In vivo micro-CT imaging of liver lesions in small animal models

Abstract

Three-dimensional micro computed tomography (microCT) offers the opportunity to capture images liver structures and lesions in mice with a high spatial resolution. Non-invasive microCT allows for accurate calculation of vessel tortuosity and density, as well as liver lesion volume and distribution. Longitudinal monitoring of liver lesions is also possible. However, distinguishing liver lesions from variations within a normal liver is impossible by microCT without the use of liver- or tumor-specific contrast-enhancing agents. The combination of microCT for morphologic imaging with functional imaging, such as positron emission tomography (PET) or single photon emission tomography (SPECT), offers the opportunity for better abdominal imaging and assessment of structure discrepancies visible by functional imaging. This paper describes methods of current microCT imaging options for imaging of liver lesions compared to other imaging techniques in small animals.

Fig. 1

Micro computed tomography (CT) images acquired after hepatocyte-specific contrast (Fenestra™ LC) 3 hours post injection. Transverse (A), coronal (B), and sagittal (C) views of the abdomen in a nude mouse with developed liver lesions. The arrow points to the same lesions in all views. Line-profile data (D) visualizing the liver parenchyma (1220–1240 HU) – trough liver tumor (1025–1060 HU) in contrast to the vasculature (1170–1300 HU).

Fig. 2

The anterior (A) and posterior image (B) surface-rendered images of mouse with liver lesions after 3 hours of contrast enhancement. The lobes of liver (blue) are well defined, as well as the vasculature in it. Due to the different contrast enhancement and HU, we were able to separate the liver tumors (green) from the liver vessels (red).

Fig. 3

MicroCT/PET fusion was performed in AMIDE software.
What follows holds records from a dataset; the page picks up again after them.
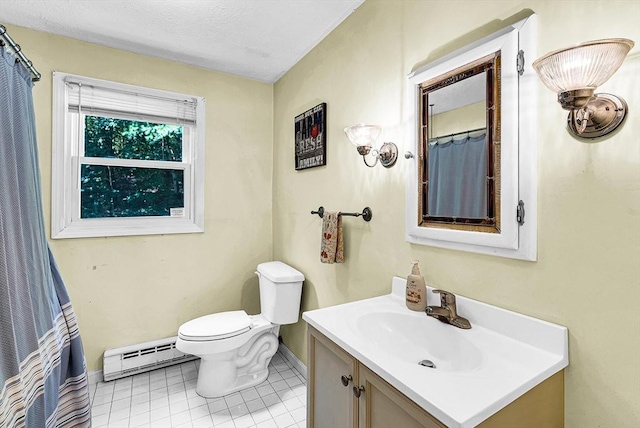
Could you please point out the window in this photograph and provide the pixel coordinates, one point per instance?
(127, 160)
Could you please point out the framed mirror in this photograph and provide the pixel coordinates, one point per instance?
(459, 148)
(472, 178)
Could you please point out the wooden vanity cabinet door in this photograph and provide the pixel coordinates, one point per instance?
(383, 406)
(330, 404)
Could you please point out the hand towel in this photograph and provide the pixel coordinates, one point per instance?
(332, 248)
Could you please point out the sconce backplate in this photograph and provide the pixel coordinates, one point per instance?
(608, 112)
(388, 154)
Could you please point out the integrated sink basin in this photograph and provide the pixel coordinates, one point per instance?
(477, 371)
(413, 337)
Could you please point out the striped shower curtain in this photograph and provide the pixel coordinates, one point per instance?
(43, 378)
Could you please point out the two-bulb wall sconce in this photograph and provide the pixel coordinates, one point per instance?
(363, 136)
(575, 73)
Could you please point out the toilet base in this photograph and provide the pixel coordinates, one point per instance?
(228, 372)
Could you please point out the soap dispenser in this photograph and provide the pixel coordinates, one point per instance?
(416, 290)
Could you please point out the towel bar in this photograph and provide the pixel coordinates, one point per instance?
(366, 213)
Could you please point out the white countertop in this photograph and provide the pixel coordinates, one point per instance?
(501, 357)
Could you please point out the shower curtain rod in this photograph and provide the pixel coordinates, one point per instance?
(18, 52)
(457, 133)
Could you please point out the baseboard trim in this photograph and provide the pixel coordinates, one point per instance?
(291, 357)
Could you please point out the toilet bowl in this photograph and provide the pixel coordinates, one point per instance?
(235, 348)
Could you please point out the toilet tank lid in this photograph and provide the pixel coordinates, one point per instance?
(279, 272)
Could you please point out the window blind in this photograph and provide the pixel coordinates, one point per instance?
(91, 98)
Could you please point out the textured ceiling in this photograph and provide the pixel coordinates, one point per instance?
(259, 39)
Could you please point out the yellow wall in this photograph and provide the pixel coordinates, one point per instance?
(587, 276)
(134, 289)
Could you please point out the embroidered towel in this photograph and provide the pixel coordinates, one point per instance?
(332, 248)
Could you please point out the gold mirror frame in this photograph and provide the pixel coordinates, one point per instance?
(491, 64)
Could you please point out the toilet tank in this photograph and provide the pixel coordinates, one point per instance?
(280, 292)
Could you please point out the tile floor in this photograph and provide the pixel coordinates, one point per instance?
(166, 398)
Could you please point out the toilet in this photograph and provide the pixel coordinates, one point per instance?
(235, 348)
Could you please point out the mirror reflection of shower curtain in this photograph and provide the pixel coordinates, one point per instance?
(457, 178)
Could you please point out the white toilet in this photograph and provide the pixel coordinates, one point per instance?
(236, 348)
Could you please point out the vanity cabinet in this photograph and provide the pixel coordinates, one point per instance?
(332, 401)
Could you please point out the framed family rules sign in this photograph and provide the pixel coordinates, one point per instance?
(311, 138)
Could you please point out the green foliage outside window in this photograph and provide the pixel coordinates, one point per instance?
(119, 191)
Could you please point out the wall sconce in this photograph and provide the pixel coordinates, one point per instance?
(575, 73)
(362, 136)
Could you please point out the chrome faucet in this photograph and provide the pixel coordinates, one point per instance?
(447, 311)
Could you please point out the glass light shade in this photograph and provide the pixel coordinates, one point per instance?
(585, 66)
(362, 135)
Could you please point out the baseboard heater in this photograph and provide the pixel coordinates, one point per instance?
(142, 357)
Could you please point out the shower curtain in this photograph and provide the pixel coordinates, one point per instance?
(43, 378)
(458, 178)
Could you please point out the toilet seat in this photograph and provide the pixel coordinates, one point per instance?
(218, 326)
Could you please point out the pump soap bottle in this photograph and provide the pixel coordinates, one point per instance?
(416, 290)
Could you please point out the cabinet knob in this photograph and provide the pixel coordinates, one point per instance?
(346, 379)
(358, 390)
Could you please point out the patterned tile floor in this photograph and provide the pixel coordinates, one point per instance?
(166, 398)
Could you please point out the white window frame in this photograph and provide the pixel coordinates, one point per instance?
(67, 157)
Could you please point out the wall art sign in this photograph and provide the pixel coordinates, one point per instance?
(311, 137)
MicroCT scan with the liver contras agent was performed as descried in section 2.6. PET acquisition were performed on Advanced Technology Laboratory Animal Scanner (ATLAS) scanner 60 min after administering 3.5–3.9 MBq of [¹⁸F]-6F–Dopamine. The PET image is presented with two different brightness scale as low and high for better visualization of the all body of the animal with [¹⁸F]-6F–Dopamine PET. The microPET scan was performed on ATLAS scanner 1 day after the microCT. The crosshairs linking of the axial, coronal, and sagittal reformatted images, visualize of the same liver lesion on microCT and PET.